Abstract and Introduction
Abstract
Hemorrhagic deaths of living kidney donors from failure of vascular clips used on the renal artery, first documented in 2006, have continued due to postoperative Hem-o-lok clip failure with sudden, massive bleeding. While the FDA issued a Class II recall of the Hem-o-lok clip for laparoscopic donor nephrectomies in 2006, two live kidney donors in the United States and one in India have since died. Compliance in timely reporting of deaths by the manufacturer and donor hospitals has not been enforced. Oversight agencies did not inform practitioners that donors died due to clip failures. A February 2011 survey disclosed that Hem-o-lok or other clips are still used by some surgeons as a sole means of arterial control in laparoscopic donor nephrectomy; thus, a practice with documented fatal outcomes persists. We conclude that systems failures by oversight-regulatory agencies in communication to active clinicians led, at least in part, to preventable deaths. Information which was disseminated was neither complete nor timely. A corrective plan, funded by oversight agencies and the Hem-o-lok manufacturer, is proposed. All surgeons operating on a living organ donor must select vascular control techniques that entail tissue transfixion and assure a safe operative recovery. The Hem-o-lok and other surgical clips must not be used to control the donor renal artery.
Introduction
"An extra professional burden falls on the surgeon performing the donor nephrectomyJoseph Murray, M.D., Nobel Laureate, 1990.
Deaths of two living kidney donors from vascular clip failure were first documented in January 2006 in our report of preventable hemorrhage after donor nephrectomy. That study stressed the mortal danger of major vessel control with hemostatic clips, and emphasized the necessity of transfixion control (suture or staple anchored within the vessel wall) of the donor renal artery. A nationwide survey of transplant surgeons further affirmed a clear professional opinion that renal arterial control with clips (nontransfixion) is unsafe. By June of 2006, the US Food and Drug Administration (FDA) and Teleflex, the manufacturer of the Hem-o-lok locking clip, issued a Class II recall indicating that its use on the renal artery in laparoscopic donor nephrectomy was contraindicated.
Since the Class II recall, to our knowledge, two live kidney donors in the United States (2008 and 2011) and one in India (2008) have died, and an additional three donors have suffered severe hemorrhagic events from failure of the Hem-o-lok clip. Each of these catastrophes occurred following closure of the surgical incisions, and each surgeon apparently believed that all major vascular structures were secure as the operation ended.
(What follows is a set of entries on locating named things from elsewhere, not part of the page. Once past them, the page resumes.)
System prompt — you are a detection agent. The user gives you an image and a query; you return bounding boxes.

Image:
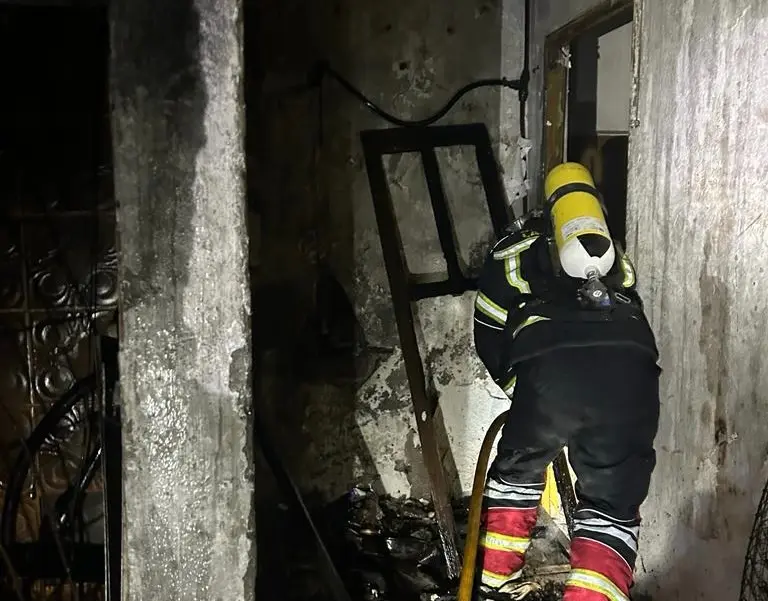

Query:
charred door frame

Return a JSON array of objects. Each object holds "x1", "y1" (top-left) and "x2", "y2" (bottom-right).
[
  {"x1": 541, "y1": 0, "x2": 634, "y2": 177},
  {"x1": 541, "y1": 0, "x2": 634, "y2": 535},
  {"x1": 360, "y1": 123, "x2": 509, "y2": 578}
]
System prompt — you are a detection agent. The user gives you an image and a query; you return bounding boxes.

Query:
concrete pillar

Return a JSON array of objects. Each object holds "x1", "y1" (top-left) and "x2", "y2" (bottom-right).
[
  {"x1": 627, "y1": 0, "x2": 768, "y2": 601},
  {"x1": 110, "y1": 0, "x2": 255, "y2": 601}
]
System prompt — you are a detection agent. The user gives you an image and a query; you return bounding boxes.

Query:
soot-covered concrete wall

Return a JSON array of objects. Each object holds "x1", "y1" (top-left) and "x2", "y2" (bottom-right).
[
  {"x1": 252, "y1": 0, "x2": 527, "y2": 497},
  {"x1": 627, "y1": 0, "x2": 768, "y2": 600}
]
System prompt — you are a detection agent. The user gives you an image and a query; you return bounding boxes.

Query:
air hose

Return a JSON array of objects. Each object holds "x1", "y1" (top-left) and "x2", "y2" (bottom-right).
[{"x1": 456, "y1": 411, "x2": 509, "y2": 601}]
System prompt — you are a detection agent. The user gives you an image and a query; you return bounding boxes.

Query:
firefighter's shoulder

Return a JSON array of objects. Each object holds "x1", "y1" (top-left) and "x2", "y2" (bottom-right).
[{"x1": 491, "y1": 230, "x2": 541, "y2": 261}]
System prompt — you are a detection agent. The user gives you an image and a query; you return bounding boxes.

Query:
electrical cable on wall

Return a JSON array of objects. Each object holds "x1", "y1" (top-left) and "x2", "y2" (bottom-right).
[{"x1": 308, "y1": 0, "x2": 531, "y2": 213}]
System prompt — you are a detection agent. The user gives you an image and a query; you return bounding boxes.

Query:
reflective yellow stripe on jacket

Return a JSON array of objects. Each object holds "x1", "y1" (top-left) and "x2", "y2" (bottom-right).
[{"x1": 475, "y1": 292, "x2": 507, "y2": 325}]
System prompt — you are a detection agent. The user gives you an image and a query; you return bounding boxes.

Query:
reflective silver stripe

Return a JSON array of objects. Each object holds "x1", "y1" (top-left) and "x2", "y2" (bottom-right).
[
  {"x1": 493, "y1": 236, "x2": 539, "y2": 261},
  {"x1": 573, "y1": 518, "x2": 640, "y2": 553},
  {"x1": 502, "y1": 376, "x2": 517, "y2": 396},
  {"x1": 475, "y1": 316, "x2": 504, "y2": 332},
  {"x1": 565, "y1": 569, "x2": 629, "y2": 601},
  {"x1": 505, "y1": 255, "x2": 531, "y2": 294},
  {"x1": 480, "y1": 570, "x2": 523, "y2": 588},
  {"x1": 512, "y1": 315, "x2": 549, "y2": 338},
  {"x1": 484, "y1": 478, "x2": 544, "y2": 501},
  {"x1": 576, "y1": 508, "x2": 639, "y2": 529},
  {"x1": 475, "y1": 292, "x2": 507, "y2": 325}
]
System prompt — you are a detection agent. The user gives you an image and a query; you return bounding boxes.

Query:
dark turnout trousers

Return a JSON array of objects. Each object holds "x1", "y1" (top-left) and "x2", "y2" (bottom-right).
[{"x1": 481, "y1": 346, "x2": 660, "y2": 601}]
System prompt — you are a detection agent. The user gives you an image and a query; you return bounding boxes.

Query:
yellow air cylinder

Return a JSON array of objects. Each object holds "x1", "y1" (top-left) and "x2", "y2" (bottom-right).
[{"x1": 544, "y1": 163, "x2": 616, "y2": 279}]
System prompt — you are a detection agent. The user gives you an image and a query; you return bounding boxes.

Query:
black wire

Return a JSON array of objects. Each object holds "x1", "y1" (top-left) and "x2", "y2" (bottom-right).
[{"x1": 312, "y1": 61, "x2": 527, "y2": 127}]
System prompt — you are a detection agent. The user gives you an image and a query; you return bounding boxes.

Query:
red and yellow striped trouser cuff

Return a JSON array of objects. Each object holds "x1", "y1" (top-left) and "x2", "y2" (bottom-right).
[
  {"x1": 563, "y1": 568, "x2": 629, "y2": 601},
  {"x1": 480, "y1": 532, "x2": 531, "y2": 555}
]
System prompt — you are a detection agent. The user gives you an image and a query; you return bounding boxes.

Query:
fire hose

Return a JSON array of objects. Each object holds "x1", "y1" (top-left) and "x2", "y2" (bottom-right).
[{"x1": 457, "y1": 411, "x2": 509, "y2": 601}]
The donor surgeons were either unaware of, or ignored, the FDA recall or device contraindication.
To better understand how system failures contributed to this pattern of preventable death from massive hemorrhage due to clip failure, we sought information from both regulatory and professional communities. There were clearly missed opportunities for effectively communicating critical information to active clinicians; thus, at least in part, regulatory failure led to donor deaths.